To date, no identical mutation has been reported to occur in both disorders. In 2019 Oosterhof et al. [14] reported a patient with a bi-allelic Gly585_Lys619delinsAla mutation which had been previously reported in CSF1R-ALSP by Radamekers et al. [27]; however, the mutations were not identical on the coding level. Different substitution mutation at the same base pair position was reported in BANDDOS, c.2498 C > T [16], and in CSF1R-ALSP, c.2498 C > A [28, 29]. Therefore, we think the apparent “dichotomy” in mutations between CSF1R-ASLP in BANDDOS is due to the rarity of the disorders rather than different pathomechanisms. As the genetic testing becomes more readily available and CSF1R mutations are increasingly recognize worldwide, we predict the genetic landscapes of both disorders will soon be bridged [1, 3, 4, 30,31,32].

BANDDOS and CSF1R-ALSP share a genetic basis and a significant overlap of clinical, radiological, and pathological features. Therefore, both disorders are on the same continuum, albeit they differ in the severity of CSF1R mutations’ consequences and phenotypes. This opens windows of opportunity for applying already available therapy in CSF1R-ALSP in BANDDOS. Bone marrow transplant (BMT) was shown to be effective CSF1R-ALSP [33, 34]. Another clinical trial with a TREM2 agonist, which could rescue or compensate for CSF1R protein deficiency, is underway (NCT05677659) [1]. In addition, CSF1R protein was shown to play a role in other neurodegenerative diseases, and its inhibitors showed promising results in preclinical studies [35]. Therefore, further studies on CSF1R-related disorders may lead to a better understanding of these disorders and pave the way toward curative therapy in other neurological disorders.
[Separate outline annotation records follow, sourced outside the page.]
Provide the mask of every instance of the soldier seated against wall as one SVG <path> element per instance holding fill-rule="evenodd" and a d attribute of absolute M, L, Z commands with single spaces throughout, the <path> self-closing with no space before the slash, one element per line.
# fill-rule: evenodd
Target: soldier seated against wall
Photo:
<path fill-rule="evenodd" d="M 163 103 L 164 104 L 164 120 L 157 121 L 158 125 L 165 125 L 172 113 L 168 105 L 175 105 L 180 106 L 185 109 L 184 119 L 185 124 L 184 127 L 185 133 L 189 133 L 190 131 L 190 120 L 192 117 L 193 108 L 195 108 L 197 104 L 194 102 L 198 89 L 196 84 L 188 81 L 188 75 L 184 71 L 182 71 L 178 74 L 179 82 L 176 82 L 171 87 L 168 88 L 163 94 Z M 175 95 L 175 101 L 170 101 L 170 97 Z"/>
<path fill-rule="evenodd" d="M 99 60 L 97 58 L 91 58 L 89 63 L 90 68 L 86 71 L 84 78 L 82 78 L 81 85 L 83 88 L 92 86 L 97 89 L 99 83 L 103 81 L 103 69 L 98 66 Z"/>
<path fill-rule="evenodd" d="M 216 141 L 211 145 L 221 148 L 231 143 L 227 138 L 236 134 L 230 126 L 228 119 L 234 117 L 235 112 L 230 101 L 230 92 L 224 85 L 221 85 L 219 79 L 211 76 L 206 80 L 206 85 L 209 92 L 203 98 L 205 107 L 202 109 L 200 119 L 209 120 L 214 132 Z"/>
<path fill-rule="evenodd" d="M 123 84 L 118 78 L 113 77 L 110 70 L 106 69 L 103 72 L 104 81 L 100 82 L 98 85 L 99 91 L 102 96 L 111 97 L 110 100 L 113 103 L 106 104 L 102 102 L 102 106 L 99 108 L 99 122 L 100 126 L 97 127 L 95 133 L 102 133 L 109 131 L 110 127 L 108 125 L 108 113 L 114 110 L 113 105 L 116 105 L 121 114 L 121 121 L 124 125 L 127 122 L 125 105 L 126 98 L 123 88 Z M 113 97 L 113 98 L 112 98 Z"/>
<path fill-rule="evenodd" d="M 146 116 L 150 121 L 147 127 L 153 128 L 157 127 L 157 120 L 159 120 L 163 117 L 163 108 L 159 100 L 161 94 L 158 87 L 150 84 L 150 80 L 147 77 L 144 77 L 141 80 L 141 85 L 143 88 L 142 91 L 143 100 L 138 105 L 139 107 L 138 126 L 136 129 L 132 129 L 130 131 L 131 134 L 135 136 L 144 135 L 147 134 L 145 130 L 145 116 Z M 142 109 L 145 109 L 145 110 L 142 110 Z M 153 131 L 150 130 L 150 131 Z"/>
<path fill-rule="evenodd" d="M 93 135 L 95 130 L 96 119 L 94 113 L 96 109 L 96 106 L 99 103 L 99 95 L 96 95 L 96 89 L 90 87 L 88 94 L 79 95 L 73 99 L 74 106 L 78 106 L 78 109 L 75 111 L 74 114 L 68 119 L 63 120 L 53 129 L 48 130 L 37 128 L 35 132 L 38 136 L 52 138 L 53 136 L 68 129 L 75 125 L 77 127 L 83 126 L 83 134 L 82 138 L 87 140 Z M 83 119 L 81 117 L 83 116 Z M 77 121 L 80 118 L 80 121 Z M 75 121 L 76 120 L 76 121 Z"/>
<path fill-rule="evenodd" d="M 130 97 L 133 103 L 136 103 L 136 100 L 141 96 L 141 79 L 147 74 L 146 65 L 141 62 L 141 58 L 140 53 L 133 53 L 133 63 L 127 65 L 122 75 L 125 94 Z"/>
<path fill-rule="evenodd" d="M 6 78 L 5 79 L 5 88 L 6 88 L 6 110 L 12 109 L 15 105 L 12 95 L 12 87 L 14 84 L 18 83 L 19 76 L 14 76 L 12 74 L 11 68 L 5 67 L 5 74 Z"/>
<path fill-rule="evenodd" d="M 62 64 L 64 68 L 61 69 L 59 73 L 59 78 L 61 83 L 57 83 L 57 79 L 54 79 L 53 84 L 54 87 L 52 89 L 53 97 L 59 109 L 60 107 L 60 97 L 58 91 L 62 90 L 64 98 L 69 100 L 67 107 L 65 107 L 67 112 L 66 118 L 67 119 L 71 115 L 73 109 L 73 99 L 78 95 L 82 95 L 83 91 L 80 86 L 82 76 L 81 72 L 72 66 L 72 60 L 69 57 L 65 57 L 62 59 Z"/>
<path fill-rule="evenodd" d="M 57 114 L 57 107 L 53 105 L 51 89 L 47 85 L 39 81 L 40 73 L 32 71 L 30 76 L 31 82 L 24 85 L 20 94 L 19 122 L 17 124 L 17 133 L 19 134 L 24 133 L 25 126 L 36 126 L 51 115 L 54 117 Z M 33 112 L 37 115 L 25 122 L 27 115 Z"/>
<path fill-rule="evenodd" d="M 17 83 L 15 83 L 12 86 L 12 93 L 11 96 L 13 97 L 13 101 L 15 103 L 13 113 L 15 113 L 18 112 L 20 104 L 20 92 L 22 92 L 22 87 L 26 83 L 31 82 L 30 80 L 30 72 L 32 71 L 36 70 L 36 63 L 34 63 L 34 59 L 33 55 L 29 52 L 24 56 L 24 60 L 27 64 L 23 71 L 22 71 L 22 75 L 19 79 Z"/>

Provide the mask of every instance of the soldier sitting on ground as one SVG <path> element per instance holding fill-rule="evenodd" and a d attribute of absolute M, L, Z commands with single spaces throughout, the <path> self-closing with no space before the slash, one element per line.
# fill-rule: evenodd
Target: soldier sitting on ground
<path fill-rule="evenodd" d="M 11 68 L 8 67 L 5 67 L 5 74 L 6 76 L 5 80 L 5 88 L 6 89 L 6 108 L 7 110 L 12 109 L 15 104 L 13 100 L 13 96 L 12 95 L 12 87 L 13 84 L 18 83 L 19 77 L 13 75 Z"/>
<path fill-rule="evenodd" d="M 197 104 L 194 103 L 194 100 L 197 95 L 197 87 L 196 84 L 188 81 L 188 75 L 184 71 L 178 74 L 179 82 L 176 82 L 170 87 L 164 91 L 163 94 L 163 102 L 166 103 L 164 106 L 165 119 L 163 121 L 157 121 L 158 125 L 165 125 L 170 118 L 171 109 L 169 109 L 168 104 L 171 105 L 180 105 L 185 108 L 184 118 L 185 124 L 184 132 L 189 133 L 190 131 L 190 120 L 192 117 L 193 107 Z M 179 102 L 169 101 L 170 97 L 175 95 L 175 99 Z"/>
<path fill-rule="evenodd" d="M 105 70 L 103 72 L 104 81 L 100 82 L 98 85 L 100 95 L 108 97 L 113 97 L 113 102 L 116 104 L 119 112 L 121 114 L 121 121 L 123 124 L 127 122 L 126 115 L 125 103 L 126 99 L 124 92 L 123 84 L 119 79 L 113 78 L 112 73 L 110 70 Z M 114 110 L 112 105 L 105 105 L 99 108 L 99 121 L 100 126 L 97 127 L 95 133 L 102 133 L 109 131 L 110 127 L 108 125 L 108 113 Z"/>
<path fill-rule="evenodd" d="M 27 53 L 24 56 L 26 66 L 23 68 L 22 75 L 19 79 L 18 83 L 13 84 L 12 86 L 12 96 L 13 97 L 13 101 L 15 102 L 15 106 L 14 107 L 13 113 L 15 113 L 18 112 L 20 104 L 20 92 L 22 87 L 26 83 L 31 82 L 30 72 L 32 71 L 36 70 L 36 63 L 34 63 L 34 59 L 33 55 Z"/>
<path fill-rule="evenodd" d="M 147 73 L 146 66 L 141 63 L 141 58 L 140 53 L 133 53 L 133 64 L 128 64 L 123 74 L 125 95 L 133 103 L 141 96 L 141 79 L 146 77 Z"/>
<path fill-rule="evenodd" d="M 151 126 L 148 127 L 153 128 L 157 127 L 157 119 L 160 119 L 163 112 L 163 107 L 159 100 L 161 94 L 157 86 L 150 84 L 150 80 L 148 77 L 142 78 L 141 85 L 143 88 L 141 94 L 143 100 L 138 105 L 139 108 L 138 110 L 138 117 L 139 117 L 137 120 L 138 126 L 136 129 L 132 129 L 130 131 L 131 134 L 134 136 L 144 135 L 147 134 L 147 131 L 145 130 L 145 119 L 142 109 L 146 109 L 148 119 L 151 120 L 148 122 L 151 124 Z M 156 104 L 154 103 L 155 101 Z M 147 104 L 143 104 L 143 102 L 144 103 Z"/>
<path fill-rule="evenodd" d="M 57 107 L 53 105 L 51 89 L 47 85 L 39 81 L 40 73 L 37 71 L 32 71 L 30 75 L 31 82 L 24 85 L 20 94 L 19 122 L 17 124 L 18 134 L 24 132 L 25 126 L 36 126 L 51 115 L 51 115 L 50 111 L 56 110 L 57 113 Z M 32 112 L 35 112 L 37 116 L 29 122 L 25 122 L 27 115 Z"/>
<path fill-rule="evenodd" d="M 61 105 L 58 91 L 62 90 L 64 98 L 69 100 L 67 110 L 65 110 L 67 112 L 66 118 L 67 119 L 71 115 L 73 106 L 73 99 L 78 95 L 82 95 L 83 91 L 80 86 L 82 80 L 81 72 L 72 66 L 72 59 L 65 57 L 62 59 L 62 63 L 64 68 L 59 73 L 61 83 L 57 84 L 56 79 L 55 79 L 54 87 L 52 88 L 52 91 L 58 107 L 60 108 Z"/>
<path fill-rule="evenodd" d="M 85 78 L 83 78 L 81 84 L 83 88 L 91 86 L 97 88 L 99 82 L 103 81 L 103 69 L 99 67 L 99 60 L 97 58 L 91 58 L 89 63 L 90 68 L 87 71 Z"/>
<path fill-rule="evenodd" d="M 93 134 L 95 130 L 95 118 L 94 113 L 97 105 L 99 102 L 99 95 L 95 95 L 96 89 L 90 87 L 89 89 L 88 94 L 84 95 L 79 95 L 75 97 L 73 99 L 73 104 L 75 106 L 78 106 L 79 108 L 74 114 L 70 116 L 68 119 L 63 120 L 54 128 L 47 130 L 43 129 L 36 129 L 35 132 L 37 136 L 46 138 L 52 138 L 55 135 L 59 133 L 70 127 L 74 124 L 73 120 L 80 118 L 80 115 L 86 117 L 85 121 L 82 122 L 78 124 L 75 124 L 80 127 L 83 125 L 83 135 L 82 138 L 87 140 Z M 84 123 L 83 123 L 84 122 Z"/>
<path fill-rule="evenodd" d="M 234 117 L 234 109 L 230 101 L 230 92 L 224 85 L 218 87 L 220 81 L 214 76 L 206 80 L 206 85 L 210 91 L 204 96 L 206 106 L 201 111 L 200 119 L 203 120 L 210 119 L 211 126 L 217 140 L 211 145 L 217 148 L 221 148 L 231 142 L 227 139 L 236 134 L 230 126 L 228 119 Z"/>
The main limitation of the present study is the relatively low number of cases included into the analsysis. However, this is due to the rarity of the BANDDOS and the present paper presents the largest analysis on patients with BANDDOS to date. Secondly, the patients carried different CSF1R mutations, occasionally in the compund heterozygous state, and it was not possible to determine genotype-phenotype correlations. As the genetic testing with NGS is becoming more readily available, we speculate that more patients will be identified with variants of unknown significance within CSF1R gene, in isolation or in combination with other known CSF1R pathogenic mutations. Therefore, more research is needed to determine the pathophysiology of CSF1R-related neurodegeneration and genotype-phenotype correlations.

Conclusions

BANDDOS is an exceedingly rare disorder with a wide spectrum of the age of onset and disease severity; however, in most cases, it starts in the perinatal period or infancy and has a devastating course with congenital brain abnormalities, developmental delay, neurological deficits, osteopetrosis, and dysmorphic features. There is a significant overlap in the clinical, radiological, and neuropathological aspects between BANDDOS and CSF1R-ALSP. Both disorders share a genetic basis and are manifestations of CSF1R protein deficiency, albeit of different extents of disease severity. Therefore is a window of opportunity for translating treatment from CSF1R-ALSP to BANDDOS.